Thousands more coronavirus victims may be traced thanks to 'game-changing' blood test that spots 98 per cent of cases

SCIENTISTS may now be able to identify thousands more people infected by coronavirus thanks to a "game-changing" blood test that can spot 98 per cent of cases.

Diagnosing the virus will be an essential part of stopping its spread and lifting lockdowns around the world, but an accurate test has so far proved elusive.

Research has found that up to 29 per cent of current tests conducted on carriers produce a negative result.

While current tests try to detect a protein associated with the virus, the new test, developed by the University of Birmingham, looks for antibodies produced by the body when Covid-19 is present.

Researchers say the method is much more effective at identifying the virus in people not experiencing symptoms, thought to be up to 8 in 10 of those infected.

Alex Richter, of the Institute of Immunology at Birmingham, told the Mail that the promising findings came from a study involving 1,000 NHS workers.

"We have found that detecting antibodies in people that have been very sick in hospital is quite straightforward," she said.

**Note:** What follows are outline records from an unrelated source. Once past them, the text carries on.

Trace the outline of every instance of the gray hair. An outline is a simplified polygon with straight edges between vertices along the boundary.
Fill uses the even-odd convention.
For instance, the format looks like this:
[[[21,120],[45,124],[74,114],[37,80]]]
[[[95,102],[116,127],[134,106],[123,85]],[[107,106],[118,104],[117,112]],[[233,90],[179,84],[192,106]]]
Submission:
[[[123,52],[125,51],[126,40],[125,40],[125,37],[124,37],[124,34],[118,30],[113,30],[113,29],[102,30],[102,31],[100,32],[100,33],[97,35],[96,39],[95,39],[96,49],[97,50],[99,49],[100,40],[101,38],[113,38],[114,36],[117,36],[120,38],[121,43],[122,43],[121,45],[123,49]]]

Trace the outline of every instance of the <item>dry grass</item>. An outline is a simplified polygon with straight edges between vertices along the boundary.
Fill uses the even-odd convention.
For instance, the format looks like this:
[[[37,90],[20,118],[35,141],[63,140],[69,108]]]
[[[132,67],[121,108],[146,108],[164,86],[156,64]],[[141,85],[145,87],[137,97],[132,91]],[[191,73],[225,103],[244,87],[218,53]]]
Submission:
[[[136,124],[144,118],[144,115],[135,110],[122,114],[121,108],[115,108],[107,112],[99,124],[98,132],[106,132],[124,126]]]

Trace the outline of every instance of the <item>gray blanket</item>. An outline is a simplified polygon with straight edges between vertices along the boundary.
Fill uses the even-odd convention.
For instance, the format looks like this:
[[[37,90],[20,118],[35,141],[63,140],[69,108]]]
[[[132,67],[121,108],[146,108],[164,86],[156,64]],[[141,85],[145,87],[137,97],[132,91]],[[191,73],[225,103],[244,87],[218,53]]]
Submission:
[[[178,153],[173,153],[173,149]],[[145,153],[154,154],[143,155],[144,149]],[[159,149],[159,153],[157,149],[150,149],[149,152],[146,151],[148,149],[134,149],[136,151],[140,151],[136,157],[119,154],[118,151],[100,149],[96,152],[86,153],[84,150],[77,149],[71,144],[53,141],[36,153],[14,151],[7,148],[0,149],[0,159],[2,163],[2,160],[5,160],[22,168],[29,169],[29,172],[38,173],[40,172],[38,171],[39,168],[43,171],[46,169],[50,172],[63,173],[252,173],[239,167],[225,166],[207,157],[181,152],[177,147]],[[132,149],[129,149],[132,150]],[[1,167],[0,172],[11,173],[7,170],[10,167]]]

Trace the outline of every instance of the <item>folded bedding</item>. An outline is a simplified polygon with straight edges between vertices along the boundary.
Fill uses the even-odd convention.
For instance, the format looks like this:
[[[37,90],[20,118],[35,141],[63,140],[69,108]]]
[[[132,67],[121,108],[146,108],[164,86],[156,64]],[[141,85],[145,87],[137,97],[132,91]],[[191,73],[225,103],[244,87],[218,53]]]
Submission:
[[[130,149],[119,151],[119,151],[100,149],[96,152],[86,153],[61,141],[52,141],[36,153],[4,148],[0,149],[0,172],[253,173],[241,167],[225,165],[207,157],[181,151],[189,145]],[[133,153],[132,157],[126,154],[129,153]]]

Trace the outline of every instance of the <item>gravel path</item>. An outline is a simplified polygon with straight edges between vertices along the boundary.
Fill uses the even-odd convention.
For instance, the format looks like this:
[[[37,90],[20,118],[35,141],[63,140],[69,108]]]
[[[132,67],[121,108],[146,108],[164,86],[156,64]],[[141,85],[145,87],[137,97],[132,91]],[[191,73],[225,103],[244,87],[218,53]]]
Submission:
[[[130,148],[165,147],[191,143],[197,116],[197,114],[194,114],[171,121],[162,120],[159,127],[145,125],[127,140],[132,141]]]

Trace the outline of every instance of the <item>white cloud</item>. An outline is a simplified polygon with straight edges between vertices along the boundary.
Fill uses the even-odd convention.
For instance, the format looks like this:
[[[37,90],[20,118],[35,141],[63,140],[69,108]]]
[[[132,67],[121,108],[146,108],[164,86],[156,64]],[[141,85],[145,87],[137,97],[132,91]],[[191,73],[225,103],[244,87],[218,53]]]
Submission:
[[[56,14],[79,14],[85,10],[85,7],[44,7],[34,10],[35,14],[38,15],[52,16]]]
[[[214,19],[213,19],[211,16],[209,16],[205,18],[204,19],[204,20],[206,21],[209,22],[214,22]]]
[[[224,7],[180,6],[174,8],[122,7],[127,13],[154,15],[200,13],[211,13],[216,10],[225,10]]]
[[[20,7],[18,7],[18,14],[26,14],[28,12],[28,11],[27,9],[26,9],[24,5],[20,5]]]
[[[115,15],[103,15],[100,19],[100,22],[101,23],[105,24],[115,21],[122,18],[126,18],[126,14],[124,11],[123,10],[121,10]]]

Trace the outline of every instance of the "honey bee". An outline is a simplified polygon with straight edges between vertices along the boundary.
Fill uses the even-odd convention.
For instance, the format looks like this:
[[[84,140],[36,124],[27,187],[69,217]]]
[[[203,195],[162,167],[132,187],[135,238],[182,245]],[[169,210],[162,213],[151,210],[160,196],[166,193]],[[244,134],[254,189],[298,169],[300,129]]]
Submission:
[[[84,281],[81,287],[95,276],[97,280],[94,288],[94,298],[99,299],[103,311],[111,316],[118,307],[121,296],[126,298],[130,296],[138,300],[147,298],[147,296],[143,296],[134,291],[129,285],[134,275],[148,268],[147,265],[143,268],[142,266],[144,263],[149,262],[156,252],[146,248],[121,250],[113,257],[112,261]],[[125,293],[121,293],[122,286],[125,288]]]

"However, it seems that if you have a milder or asymptomatic illness your response may be weaker in existing protein tests.

"In our test, we are using the correctly folded form of the spike protein, which is the protein the virus uses to binds to cells in the first place.

"We are getting 98 per cent sensitivity and that is a game changer for testing in the community and for other countries."

The test is also thought to be just as accurate whether the blood used in the test is taken from the veins and stored in a vial or drawn using a finger prick and allowed to dry on a card.

That could make it easier for people to conduct the test themselves at home and send off a sample to be tested.

The test is now expected to be brought into wider use from next month.

It will be made available through the Binding Site, a diagnostics firm founded by researchers at the University of Birmingham.